The need for the artist is fundamental in our society, despite him having little influence on the socioeconomic and political realms that define mankind’s momentum and shape the priority-driven game modes of our lives. His service is greatly rewarded, yet his inner processes are largely abandoned by society. The surface of his inner life is ruined by external daggers of language and image projection. He carries within him a skeptical view of his own existence, as if he is spying on another entity within his body—some other deliverer of soul, a vessel of sorts for an ethereal source of conscious medium. His entire life is spent trying to make contact with this source, for when he does, the gates of genius are opened, and our society is renewed individually.

As art favors this aim, its direction is implemented on the individual level and, in turn, moves the collective. This is how artistic movements are made and carried forward. Each year—and, in our modern era, each month—new forms of art and genres are defined, despite all stemming from the same specific intentions, often from the same mind in different bodies. Therefore, as our souls are reflections, these great artistic minds that inherit our history are ours.

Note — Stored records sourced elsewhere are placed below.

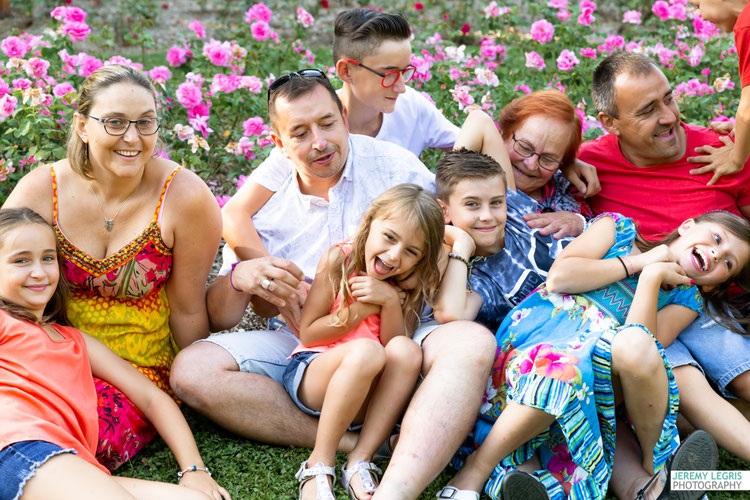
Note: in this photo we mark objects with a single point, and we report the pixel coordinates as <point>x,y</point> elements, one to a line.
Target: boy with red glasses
<point>372,53</point>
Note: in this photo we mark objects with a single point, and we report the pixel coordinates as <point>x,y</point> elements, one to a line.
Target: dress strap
<point>159,207</point>
<point>54,194</point>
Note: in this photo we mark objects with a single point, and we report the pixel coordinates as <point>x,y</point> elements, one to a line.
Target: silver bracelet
<point>193,468</point>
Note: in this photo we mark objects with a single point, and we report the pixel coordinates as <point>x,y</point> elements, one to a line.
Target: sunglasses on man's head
<point>303,73</point>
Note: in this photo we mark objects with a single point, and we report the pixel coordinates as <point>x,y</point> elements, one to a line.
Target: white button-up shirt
<point>301,227</point>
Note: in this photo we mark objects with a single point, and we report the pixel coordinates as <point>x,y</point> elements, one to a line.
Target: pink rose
<point>219,53</point>
<point>36,67</point>
<point>542,31</point>
<point>567,60</point>
<point>534,60</point>
<point>21,83</point>
<point>88,64</point>
<point>632,17</point>
<point>224,83</point>
<point>304,17</point>
<point>13,46</point>
<point>661,9</point>
<point>62,89</point>
<point>77,31</point>
<point>176,56</point>
<point>254,126</point>
<point>189,95</point>
<point>160,74</point>
<point>251,83</point>
<point>8,104</point>
<point>258,12</point>
<point>74,14</point>
<point>197,28</point>
<point>260,30</point>
<point>588,52</point>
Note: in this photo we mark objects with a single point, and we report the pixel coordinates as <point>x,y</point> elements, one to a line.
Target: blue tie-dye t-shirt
<point>506,278</point>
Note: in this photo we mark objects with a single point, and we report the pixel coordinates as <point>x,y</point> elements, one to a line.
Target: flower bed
<point>212,84</point>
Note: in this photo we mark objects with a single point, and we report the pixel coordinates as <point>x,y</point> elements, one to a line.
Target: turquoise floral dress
<point>554,354</point>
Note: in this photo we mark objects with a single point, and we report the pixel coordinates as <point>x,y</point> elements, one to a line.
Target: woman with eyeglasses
<point>541,133</point>
<point>137,234</point>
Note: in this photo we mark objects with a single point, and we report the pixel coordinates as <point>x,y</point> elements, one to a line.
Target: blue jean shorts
<point>262,352</point>
<point>19,462</point>
<point>295,370</point>
<point>721,354</point>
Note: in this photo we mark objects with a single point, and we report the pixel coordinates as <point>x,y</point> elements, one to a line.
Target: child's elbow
<point>442,316</point>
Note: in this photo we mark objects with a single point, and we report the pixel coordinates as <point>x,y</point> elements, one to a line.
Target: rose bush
<point>212,85</point>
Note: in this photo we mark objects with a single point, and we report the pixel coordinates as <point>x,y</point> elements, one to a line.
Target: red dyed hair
<point>549,104</point>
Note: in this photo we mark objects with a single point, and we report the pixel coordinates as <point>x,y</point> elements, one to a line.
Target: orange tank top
<point>46,388</point>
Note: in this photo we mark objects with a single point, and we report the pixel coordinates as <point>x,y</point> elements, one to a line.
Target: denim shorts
<point>295,370</point>
<point>721,354</point>
<point>19,462</point>
<point>262,352</point>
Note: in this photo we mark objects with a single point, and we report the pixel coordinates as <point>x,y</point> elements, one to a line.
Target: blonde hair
<point>410,203</point>
<point>102,78</point>
<point>722,308</point>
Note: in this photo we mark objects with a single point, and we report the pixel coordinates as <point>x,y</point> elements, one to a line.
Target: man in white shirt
<point>233,378</point>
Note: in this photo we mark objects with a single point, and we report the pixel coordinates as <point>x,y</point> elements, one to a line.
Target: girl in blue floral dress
<point>567,356</point>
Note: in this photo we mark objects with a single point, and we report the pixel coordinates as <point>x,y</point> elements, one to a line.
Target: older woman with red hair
<point>541,133</point>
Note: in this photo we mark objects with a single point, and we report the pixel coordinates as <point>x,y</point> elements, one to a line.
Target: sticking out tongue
<point>381,267</point>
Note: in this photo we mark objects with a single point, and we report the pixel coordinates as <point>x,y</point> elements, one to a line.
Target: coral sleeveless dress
<point>122,301</point>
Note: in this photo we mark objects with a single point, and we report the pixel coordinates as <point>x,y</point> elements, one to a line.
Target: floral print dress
<point>554,354</point>
<point>122,301</point>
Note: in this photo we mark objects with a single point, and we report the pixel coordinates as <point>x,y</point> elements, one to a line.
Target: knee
<point>740,385</point>
<point>193,373</point>
<point>634,353</point>
<point>403,352</point>
<point>366,357</point>
<point>463,343</point>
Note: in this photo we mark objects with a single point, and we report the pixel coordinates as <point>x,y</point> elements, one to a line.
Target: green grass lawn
<point>250,470</point>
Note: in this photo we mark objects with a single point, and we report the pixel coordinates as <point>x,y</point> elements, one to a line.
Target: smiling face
<point>314,134</point>
<point>393,248</point>
<point>123,155</point>
<point>390,55</point>
<point>709,253</point>
<point>478,207</point>
<point>648,129</point>
<point>28,267</point>
<point>547,137</point>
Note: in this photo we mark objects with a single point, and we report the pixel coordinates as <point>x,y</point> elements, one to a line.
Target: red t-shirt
<point>46,388</point>
<point>742,42</point>
<point>661,197</point>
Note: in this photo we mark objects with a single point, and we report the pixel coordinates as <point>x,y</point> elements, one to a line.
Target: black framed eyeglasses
<point>389,79</point>
<point>115,125</point>
<point>526,150</point>
<point>284,79</point>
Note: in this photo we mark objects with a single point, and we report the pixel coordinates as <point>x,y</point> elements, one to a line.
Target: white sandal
<point>368,477</point>
<point>451,492</point>
<point>319,471</point>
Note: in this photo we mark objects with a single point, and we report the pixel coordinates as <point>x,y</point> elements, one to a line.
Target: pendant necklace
<point>109,223</point>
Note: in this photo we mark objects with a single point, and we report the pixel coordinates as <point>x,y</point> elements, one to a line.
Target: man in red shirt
<point>644,174</point>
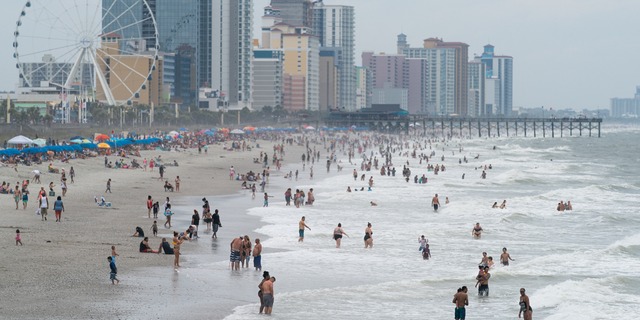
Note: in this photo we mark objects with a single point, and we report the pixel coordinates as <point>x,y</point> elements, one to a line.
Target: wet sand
<point>61,272</point>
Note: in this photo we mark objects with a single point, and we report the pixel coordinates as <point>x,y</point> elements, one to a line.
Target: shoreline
<point>64,262</point>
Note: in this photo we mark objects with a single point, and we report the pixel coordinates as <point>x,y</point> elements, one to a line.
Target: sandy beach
<point>61,271</point>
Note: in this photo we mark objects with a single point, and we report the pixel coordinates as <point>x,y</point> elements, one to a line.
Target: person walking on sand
<point>266,200</point>
<point>44,206</point>
<point>177,241</point>
<point>505,257</point>
<point>234,257</point>
<point>368,236</point>
<point>215,224</point>
<point>268,295</point>
<point>525,307</point>
<point>114,270</point>
<point>265,277</point>
<point>338,232</point>
<point>257,255</point>
<point>149,205</point>
<point>301,226</point>
<point>17,196</point>
<point>461,300</point>
<point>435,202</point>
<point>58,208</point>
<point>18,237</point>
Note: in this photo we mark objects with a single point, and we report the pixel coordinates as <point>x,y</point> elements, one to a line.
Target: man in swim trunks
<point>525,307</point>
<point>337,234</point>
<point>236,246</point>
<point>267,295</point>
<point>435,203</point>
<point>505,257</point>
<point>483,281</point>
<point>460,299</point>
<point>301,226</point>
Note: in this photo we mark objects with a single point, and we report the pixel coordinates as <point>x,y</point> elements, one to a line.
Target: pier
<point>481,127</point>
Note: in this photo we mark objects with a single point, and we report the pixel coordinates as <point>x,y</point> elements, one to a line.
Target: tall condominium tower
<point>334,25</point>
<point>499,82</point>
<point>232,22</point>
<point>445,81</point>
<point>297,13</point>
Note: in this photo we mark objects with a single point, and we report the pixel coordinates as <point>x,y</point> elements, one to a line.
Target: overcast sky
<point>567,53</point>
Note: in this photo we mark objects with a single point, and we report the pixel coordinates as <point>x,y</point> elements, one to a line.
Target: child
<point>114,271</point>
<point>114,254</point>
<point>18,237</point>
<point>154,228</point>
<point>266,200</point>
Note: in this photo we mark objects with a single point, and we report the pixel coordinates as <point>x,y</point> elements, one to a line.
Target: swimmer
<point>505,257</point>
<point>435,203</point>
<point>338,232</point>
<point>477,231</point>
<point>368,236</point>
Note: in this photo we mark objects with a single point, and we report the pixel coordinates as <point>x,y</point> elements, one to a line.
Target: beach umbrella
<point>88,145</point>
<point>101,137</point>
<point>20,140</point>
<point>40,142</point>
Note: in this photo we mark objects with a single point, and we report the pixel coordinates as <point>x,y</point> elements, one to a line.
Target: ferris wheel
<point>106,50</point>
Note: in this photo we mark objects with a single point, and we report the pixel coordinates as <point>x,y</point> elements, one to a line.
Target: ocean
<point>579,264</point>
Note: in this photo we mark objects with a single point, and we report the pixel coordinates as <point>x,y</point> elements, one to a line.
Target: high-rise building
<point>179,24</point>
<point>301,65</point>
<point>328,78</point>
<point>297,13</point>
<point>499,82</point>
<point>334,25</point>
<point>267,78</point>
<point>445,82</point>
<point>476,89</point>
<point>626,107</point>
<point>232,51</point>
<point>363,88</point>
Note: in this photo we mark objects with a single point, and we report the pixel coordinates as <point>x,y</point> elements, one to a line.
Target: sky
<point>567,53</point>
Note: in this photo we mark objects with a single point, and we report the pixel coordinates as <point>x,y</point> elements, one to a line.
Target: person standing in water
<point>435,203</point>
<point>477,231</point>
<point>368,236</point>
<point>338,232</point>
<point>505,257</point>
<point>460,299</point>
<point>301,226</point>
<point>525,307</point>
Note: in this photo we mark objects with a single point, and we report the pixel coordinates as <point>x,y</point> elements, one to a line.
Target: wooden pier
<point>481,127</point>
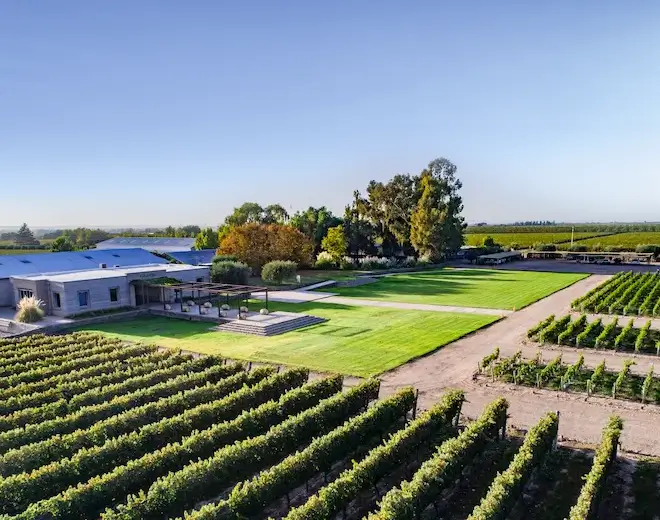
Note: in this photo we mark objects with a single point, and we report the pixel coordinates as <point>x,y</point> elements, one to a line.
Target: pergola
<point>223,292</point>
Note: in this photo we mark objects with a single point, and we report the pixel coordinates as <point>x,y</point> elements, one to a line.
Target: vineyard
<point>626,293</point>
<point>626,240</point>
<point>525,239</point>
<point>553,374</point>
<point>581,333</point>
<point>94,428</point>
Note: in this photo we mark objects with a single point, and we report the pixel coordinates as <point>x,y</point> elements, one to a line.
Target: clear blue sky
<point>130,112</point>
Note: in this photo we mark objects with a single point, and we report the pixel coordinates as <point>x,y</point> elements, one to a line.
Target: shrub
<point>278,270</point>
<point>324,261</point>
<point>409,261</point>
<point>371,263</point>
<point>648,248</point>
<point>423,261</point>
<point>29,310</point>
<point>236,273</point>
<point>225,258</point>
<point>335,242</point>
<point>256,244</point>
<point>346,264</point>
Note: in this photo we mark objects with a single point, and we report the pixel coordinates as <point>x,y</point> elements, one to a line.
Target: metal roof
<point>41,263</point>
<point>204,256</point>
<point>501,256</point>
<point>148,242</point>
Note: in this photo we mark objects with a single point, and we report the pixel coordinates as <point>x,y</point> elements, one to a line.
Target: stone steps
<point>247,327</point>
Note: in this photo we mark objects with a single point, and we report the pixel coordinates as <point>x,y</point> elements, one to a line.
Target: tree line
<point>407,215</point>
<point>417,215</point>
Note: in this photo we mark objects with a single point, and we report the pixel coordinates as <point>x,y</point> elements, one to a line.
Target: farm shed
<point>199,257</point>
<point>67,294</point>
<point>65,262</point>
<point>158,244</point>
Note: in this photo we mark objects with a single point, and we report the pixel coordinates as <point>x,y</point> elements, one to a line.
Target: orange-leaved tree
<point>257,244</point>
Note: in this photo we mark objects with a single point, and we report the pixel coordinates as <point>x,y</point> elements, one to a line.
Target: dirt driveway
<point>454,365</point>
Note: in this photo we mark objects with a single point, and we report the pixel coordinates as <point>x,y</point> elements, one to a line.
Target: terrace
<point>224,304</point>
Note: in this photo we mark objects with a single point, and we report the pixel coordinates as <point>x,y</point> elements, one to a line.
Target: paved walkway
<point>454,365</point>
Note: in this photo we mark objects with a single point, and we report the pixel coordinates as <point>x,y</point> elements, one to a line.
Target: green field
<point>628,240</point>
<point>361,341</point>
<point>525,239</point>
<point>486,288</point>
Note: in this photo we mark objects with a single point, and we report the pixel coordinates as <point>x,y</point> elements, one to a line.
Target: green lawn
<point>485,288</point>
<point>361,341</point>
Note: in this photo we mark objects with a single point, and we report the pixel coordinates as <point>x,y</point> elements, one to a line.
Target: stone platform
<point>277,322</point>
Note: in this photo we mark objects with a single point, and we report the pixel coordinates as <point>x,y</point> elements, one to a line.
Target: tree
<point>489,241</point>
<point>62,243</point>
<point>24,237</point>
<point>249,212</point>
<point>206,239</point>
<point>314,224</point>
<point>390,207</point>
<point>275,214</point>
<point>426,222</point>
<point>256,244</point>
<point>437,225</point>
<point>359,232</point>
<point>335,243</point>
<point>187,231</point>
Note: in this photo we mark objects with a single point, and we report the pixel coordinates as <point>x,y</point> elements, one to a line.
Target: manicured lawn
<point>485,288</point>
<point>361,341</point>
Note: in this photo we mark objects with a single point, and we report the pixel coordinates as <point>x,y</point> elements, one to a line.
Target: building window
<point>25,293</point>
<point>83,298</point>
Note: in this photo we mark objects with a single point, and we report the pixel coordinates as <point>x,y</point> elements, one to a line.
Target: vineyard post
<point>415,404</point>
<point>554,441</point>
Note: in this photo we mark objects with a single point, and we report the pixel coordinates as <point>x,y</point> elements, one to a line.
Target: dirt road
<point>581,419</point>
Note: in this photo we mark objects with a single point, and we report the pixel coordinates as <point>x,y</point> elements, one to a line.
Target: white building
<point>77,292</point>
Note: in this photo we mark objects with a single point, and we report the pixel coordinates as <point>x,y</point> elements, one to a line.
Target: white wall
<point>99,295</point>
<point>6,293</point>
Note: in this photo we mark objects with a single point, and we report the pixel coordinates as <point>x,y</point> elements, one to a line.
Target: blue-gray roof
<point>149,242</point>
<point>39,263</point>
<point>204,256</point>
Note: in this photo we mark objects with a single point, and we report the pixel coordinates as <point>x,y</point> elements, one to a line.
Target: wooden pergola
<point>222,292</point>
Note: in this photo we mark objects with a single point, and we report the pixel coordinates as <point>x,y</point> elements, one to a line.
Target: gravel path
<point>454,365</point>
<point>415,306</point>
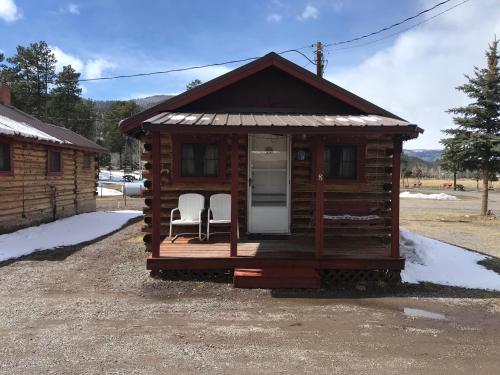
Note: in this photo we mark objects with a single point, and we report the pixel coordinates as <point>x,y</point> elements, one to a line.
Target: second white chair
<point>220,212</point>
<point>191,206</point>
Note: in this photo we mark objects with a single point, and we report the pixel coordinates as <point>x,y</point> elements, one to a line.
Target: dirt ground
<point>454,221</point>
<point>95,310</point>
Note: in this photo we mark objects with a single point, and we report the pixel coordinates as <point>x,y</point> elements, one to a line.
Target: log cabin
<point>312,171</point>
<point>46,172</point>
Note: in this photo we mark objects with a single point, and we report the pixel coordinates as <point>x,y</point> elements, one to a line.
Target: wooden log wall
<point>171,189</point>
<point>369,197</point>
<point>31,196</point>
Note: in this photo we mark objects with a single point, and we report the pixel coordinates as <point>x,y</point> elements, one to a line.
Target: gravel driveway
<point>95,310</point>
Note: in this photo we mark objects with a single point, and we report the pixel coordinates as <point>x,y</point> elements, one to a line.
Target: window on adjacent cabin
<point>199,160</point>
<point>87,161</point>
<point>54,161</point>
<point>5,162</point>
<point>341,162</point>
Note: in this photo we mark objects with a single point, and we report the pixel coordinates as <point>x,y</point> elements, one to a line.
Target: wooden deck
<point>293,252</point>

They come from the singular artist—the one mad enough to alchemize himself onto the material—who is shunned and ridiculed. Yet, through this process, the very callings of his supernatural searchings are wielded further, imbued into the embroiled flesh of his work. His artistic prowess as a discipline to overcome himself succeeds through the judgment of the flock.

Strangely enough, his intention to be judged is the pillar of his framework. He relies on the flock, for he desires to liberate them from their shackles. His eyes are new, and theirs seem old; he sees what others cannot, and he is bound to them as all: slave, master, and guide.

For every genius who has lived, they have suffered greatly. This reveals that the artist’s journey through these channels of the human condition entails greater burdens for himself in for the eventual achievement of liberating the masses after they he has left the earth. We seek their vision, and their purpose proposes a new mind, a new hope. The loneliness of the mad one, who seeks the prayers of his own visions—the shaman in action—is dreamt to suffer alone until he rises from the dead, and humanity, at last, celebrates his findings.

I assume that at our cores, we are all these artistic types. We possess instincts to implement life in a manner different from how we carry and live through it daily. We abide by this distinction between our identities and freedoms, understanding them to be free, yet we dare to harmonize with the true callings of these freedoms. If man is animal, his art is his beast upon the physical. However, whatever form this takes becomes our imprint on the earth—the fever of cosmic dancing, shattering the ropes of spirit bound to strive.

The artist is abused because his story is absent from the scripts of these social and economic gulags we name industry. The true artist is a thief of humanity; he steals everything from everyone and turns his crime against the species into a pharmakon, an elixir that may take centuries to deliver to the right minds. In return for his crimes, this poison no longer carries its deadliness. The prima materia is the secret the artist guards from humanity

Yet, during his waking hours, the torment and shame of his destiny estrange his serenity from the gates of fate. He serves no purpose to himself, and therefore he must live to suffer. Only through the completion of his work does his name live, as a feature of his identity. I ask that we call upon this life of ours in this manner, for we all serve the same purpose, though few are daring enough to perform its rites for the mass benefit of harmony between all. In the sacred hours of your final moments, the soul shall be set free.